第3話 チャイム
深夜、自宅で仕事をしていると、どこからともなく『夕焼け小焼け』のメロディが流れ始めた。
「…こんな時間に?」
時刻は深夜2時。
『夕焼け小焼け』は本来、夕方の5時頃に流れる町内メロディである。
何かの手違いで放送されてしまったのだろうか。
翌日、同じ町内に住む友人に昨晩の出来事について尋ねてみた。
「いや、聞こえなかったけど」
「寝てて気付かなかったんだろ」
「いやいや、5時くらいまで本読んでたけど聞こえなかったって」
そんなはずはない。
町中に響き渡るほどには、そこそこの音量で流れていた。
「じゃあ見に行くか、今夜」
事実を確かめるため、その日の深夜2時に、私は友人と例のチャイムが鳴るスピーカーの前に行く事になった。

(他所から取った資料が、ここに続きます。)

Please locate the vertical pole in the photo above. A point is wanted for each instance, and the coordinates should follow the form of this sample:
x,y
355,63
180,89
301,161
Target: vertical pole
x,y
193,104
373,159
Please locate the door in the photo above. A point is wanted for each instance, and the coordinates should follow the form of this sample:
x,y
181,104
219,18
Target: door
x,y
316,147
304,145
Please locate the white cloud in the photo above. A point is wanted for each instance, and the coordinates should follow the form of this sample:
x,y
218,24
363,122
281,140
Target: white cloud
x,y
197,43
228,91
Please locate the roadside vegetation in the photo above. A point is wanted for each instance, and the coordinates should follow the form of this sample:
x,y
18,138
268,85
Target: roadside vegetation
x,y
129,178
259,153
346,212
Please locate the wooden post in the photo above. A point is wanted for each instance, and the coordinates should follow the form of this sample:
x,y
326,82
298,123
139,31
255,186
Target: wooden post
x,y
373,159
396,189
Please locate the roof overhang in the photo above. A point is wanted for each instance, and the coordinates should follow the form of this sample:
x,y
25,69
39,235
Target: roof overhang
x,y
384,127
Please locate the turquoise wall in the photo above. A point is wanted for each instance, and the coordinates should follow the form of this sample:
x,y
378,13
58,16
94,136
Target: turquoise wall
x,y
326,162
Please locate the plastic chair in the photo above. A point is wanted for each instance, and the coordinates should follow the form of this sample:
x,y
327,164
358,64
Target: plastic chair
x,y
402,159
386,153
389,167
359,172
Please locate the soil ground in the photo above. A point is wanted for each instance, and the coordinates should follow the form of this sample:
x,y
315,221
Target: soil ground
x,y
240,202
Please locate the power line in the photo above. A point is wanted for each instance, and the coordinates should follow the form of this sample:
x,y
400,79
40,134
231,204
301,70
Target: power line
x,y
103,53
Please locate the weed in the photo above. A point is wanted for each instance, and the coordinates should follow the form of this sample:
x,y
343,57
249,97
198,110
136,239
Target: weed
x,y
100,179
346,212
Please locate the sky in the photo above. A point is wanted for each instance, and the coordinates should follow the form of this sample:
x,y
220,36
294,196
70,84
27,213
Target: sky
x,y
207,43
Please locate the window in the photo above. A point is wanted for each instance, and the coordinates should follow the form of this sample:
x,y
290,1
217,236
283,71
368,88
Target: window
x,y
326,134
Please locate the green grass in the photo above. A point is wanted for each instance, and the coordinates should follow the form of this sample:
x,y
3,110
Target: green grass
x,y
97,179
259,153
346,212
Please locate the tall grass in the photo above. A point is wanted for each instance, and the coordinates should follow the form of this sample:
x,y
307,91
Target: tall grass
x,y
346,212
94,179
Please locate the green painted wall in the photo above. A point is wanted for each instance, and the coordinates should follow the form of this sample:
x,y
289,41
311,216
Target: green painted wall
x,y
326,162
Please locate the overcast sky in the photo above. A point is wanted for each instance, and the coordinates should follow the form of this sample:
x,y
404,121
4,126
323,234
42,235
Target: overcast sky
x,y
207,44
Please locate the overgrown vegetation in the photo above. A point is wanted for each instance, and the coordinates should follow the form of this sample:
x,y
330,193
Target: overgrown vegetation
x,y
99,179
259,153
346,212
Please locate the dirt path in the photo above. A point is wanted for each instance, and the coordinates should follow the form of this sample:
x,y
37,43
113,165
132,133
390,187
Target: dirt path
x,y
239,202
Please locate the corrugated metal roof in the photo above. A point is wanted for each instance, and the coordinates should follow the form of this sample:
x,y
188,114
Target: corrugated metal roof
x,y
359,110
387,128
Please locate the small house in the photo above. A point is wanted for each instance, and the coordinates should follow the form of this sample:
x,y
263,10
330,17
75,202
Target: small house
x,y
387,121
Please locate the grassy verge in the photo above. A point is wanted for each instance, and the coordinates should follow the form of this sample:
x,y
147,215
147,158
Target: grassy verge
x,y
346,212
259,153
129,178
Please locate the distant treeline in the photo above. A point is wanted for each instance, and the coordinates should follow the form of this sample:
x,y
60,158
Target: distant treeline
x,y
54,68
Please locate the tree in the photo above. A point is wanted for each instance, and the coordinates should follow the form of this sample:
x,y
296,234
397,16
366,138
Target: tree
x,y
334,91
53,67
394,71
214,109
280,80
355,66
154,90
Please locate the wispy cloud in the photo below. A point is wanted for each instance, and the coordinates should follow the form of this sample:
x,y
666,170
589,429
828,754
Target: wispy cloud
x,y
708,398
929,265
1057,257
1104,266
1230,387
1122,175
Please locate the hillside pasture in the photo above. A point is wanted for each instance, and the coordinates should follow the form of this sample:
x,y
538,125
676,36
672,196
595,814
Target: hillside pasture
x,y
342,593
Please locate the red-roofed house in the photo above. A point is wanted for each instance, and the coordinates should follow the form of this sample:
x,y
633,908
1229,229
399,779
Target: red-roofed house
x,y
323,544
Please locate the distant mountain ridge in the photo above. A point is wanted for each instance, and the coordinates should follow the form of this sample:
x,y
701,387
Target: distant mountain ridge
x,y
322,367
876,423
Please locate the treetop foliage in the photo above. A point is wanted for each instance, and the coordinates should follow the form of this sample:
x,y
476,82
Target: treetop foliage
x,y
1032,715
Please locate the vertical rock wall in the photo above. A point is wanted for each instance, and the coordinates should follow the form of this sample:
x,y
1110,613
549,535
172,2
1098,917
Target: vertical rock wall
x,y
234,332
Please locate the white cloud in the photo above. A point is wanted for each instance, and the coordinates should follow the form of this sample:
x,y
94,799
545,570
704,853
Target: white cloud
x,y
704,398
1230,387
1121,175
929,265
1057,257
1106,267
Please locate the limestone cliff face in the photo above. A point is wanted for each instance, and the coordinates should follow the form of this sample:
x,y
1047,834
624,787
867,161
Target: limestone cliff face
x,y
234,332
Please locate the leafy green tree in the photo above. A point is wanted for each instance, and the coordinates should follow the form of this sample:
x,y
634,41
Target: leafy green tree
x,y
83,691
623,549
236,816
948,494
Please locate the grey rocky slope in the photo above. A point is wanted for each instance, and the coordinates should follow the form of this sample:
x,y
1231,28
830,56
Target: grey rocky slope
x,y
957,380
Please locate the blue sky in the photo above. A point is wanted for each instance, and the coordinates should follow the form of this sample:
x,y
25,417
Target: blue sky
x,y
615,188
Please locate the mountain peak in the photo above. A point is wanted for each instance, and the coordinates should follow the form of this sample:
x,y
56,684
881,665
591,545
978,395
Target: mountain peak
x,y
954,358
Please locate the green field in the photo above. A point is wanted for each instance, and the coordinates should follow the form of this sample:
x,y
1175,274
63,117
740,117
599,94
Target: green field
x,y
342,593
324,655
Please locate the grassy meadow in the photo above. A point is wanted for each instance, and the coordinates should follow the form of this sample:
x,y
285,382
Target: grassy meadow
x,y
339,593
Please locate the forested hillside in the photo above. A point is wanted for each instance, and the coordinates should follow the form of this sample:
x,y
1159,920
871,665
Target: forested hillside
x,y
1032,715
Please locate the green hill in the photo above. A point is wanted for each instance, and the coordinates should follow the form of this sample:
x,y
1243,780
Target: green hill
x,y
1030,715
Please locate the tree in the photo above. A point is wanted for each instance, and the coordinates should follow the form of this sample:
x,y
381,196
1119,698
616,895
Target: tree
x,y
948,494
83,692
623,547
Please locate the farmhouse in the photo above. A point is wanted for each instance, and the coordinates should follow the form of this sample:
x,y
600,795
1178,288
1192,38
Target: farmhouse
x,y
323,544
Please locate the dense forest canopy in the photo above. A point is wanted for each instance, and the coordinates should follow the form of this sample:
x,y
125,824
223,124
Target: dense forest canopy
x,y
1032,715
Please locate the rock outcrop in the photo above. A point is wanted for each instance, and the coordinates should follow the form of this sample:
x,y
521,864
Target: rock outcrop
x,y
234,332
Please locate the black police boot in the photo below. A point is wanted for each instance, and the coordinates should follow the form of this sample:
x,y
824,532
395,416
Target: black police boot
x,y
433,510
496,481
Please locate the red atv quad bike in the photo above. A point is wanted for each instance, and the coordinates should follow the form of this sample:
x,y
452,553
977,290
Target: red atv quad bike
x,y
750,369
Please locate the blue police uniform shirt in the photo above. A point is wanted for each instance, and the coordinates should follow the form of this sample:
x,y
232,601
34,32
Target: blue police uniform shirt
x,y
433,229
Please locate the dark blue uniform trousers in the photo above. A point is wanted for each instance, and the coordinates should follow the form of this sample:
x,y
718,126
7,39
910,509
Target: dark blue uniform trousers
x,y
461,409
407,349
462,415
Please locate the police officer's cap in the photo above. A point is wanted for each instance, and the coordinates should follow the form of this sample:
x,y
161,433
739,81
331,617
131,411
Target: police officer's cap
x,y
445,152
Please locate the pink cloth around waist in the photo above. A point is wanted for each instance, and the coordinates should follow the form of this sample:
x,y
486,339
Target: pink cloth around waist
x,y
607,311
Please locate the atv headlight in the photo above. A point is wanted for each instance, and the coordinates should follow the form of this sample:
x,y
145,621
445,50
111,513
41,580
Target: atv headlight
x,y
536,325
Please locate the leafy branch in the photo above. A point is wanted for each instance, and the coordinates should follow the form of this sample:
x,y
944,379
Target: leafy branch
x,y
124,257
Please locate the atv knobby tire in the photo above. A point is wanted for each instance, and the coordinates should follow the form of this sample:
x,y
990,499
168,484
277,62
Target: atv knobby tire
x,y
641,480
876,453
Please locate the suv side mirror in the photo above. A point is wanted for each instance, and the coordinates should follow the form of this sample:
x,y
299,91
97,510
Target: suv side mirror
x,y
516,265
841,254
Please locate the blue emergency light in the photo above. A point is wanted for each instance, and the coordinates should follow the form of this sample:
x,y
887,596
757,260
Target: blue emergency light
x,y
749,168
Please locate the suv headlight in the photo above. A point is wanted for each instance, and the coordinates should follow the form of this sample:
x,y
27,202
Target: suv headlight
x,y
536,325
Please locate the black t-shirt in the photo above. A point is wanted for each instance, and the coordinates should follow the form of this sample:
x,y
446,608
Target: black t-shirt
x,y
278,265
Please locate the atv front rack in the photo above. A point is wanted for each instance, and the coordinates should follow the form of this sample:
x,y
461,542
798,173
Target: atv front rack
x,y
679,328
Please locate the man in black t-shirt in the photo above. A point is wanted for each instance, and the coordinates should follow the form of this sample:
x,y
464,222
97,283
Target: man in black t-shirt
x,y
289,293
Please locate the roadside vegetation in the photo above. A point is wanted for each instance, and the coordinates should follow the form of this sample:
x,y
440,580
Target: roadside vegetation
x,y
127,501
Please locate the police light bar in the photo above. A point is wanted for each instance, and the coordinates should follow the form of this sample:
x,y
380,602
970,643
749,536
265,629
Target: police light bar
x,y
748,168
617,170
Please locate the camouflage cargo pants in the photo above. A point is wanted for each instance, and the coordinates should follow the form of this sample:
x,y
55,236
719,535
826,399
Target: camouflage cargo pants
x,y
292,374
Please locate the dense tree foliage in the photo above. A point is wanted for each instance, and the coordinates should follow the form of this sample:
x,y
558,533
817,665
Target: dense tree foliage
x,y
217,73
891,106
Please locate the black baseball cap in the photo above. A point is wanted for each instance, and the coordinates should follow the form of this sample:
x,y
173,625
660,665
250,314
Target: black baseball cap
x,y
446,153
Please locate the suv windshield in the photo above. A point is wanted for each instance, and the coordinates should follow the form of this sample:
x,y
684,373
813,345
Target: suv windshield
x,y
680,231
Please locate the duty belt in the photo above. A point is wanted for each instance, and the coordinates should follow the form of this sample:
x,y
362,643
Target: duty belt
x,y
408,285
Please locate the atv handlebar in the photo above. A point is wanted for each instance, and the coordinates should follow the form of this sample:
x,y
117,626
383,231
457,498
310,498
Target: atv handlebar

スピーカーは町内にある小さな公園のすぐ近くにある駐車場のど真ん中に立っている。
「そろそろだな」
現場まであと数十メートルというところで、友人が持っていたケータイで時刻を確認した。
2時まで残り1分。
スピーカーの位置する駐車場に差し掛かろうとしたとき、
「あっ」
私は思わず声をもらした。
「どうした」
友人に聞かれるがままに、スピーカーがある方に指をさす。
「…あ」
友人が声をもらすと同時に、深夜の町内に『夕焼け小焼け』が鳴り響いた。
それからのことは、あまり覚えていない。
気が付いたら自宅の玄関で2人して倒れていた。
あの時、駐車場で“何”を見たのか、私も友人もあまり口に出さないようにしている。
あれ以来『夕焼け小焼け』が怖くて聴けない。